Pese a las violaciones que muchos Estados cometen contra el Derecho Internacional, este es un marco de referencia del que se espera que, precisamente, los países que lideran el orden liberal (como Estados Unidos y los europeos) lo defiendan y protejan. Los ataques de Trump transforman a este país en un socio poco fiable con el que mantener y entablar presentes y futuras negociaciones sobre seguridad, comercio, medio ambiente, salud, derechos humanos, patentes y otras cuestiones.

Los Estados civilizados tratan de actuar de acuerdo con las normas del Derecho Internacional basándose en los sentidos de consenso y reciprocidad, con la visión que operando dentro de estos marcos se ven beneficiados por el clima de certeza, predictibilidad y fines comunes.
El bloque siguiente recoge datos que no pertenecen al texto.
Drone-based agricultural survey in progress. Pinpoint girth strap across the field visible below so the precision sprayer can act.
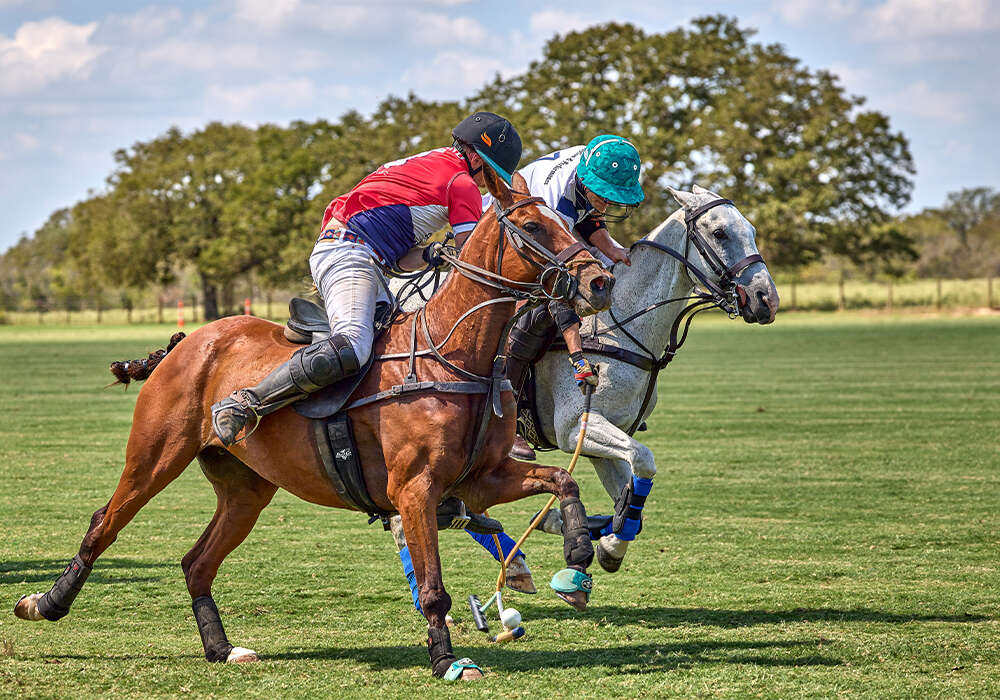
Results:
[344,379,513,410]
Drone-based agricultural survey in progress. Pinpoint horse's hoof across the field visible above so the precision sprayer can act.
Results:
[14,593,45,622]
[597,542,625,574]
[226,647,260,664]
[506,557,538,595]
[556,591,589,612]
[462,668,483,681]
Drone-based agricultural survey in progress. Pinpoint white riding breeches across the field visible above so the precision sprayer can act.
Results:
[309,240,389,365]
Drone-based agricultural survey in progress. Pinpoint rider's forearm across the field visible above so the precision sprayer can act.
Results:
[563,323,583,354]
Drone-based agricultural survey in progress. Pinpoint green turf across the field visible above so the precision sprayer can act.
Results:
[0,314,1000,698]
Todo lo contrario de lo que es hoy Washington.

 

¿Qué tipo de patriotismo?

Tras indicar que Estados Unidos no adhiere ni a la globalización ni al Derecho Internacional, Trump dijo que su guía es “el patriotismo”. Este es un concepto polémico y con diversas interpretaciones. Tradicionalmente se le asocia con sentimientos de adhesión hacia un país, que pueden desembocar en chauvinismo.

Pero una serie de filósofos, como Martha Nussbaum, Richard Rorty, Kwame Anthony Appiah y Jürgen Habermas comenzaron hace dos décadas a plantear que el patriotismo podría tener otras interpretaciones, bien sea vinculadas a diferentes identidades nacionales, a las raíces democráticas de sus países, o a la riqueza cultural que produce la vinculación de cada “patria” con otras en el mundo. El objetivo sería formar una comunidad cosmopolita. Habermas, por ejemplo, propone un “patriotismo constitucional” que integre principios liberales universales.

Este patriotismo no es el que propone Trump, que moviliza a sus seguidores alrededor de los mitos racistas (contra los inmigrantes), belicistas (contra toda limitación a las armas), machistas (protegiendo a los acosadores) y de abierta competencia fuera de los marcos cooperativos.

Detrás de su ignorancia e incompetencia, su discurso en la ONU dejó claro que Estados Unidos empuja al mundo hacia tiempos peligrosos.